With certain IVs, an attacker knowing the first byte of the keystream and the first m bytes of the key can derive the (m + 1)th byte of the key due to a weakness in the KSA. Because the first byte of the plaintext comes from the WEP SNAP header, an attacker can assume they can derive the first byte of the keystream from B ⊕ 0xAA (the SNAP header is almost always 0xAA). From there, they only need an IV in the form (a + 3, n − 1, x) for key index a equal to 0, element value space n equal to 256 (since 8 bits make a byte), and any x. To start, the attacker needs IVs of (3, 255, x). WEP uses 24-bit IVs, making each value one byte long.

To start, the attacker utilizes the IV as the first 3 elements in K[ ]. They fill the S-box S[ ] with sequential values from 0 to n as RC4 does when initializing the S-box from a known K[ ]. They then perform the first 3 iterations of ksa() to begin initializing the S-box.

After the third step, the attacker can possibly, but not definitely, derive the fourth byte of the key using the keystream output O by computing (O − j − S[i]) mod n = K[i], with the value i = 3 at this step.

At this point, the attacker does not yet have the fourth byte of the key.
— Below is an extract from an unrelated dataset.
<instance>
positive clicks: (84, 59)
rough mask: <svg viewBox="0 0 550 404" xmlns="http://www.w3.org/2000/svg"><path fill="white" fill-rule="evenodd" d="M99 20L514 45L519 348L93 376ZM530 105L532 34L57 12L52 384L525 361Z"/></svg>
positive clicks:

This algorithm does not regenerate the next byte of the key; it generates a possible value of the key. By collecting multiple messages—for example WEP packets—and repeating these steps, the attacker will generate a number of different possible values. The correct value appears significantly more frequently than any other; the attacker can determine the value of the key by recognizing this value and selecting it as the next byte. At this point, they can start the attack over again on the fifth byte of the key.

Although the attacker cannot attack words of the key out of order, they can store messages for later sequential attack on later words once they know earlier words. Again, they only need messages with weak IVs, and can discard others. Through this process, they can gather a large number of messages for attack on the entire key; in fact, they can store only a short portion of the beginning of those messages, just enough to carry the attack out as far as the word of the key the IV will allow them to attack.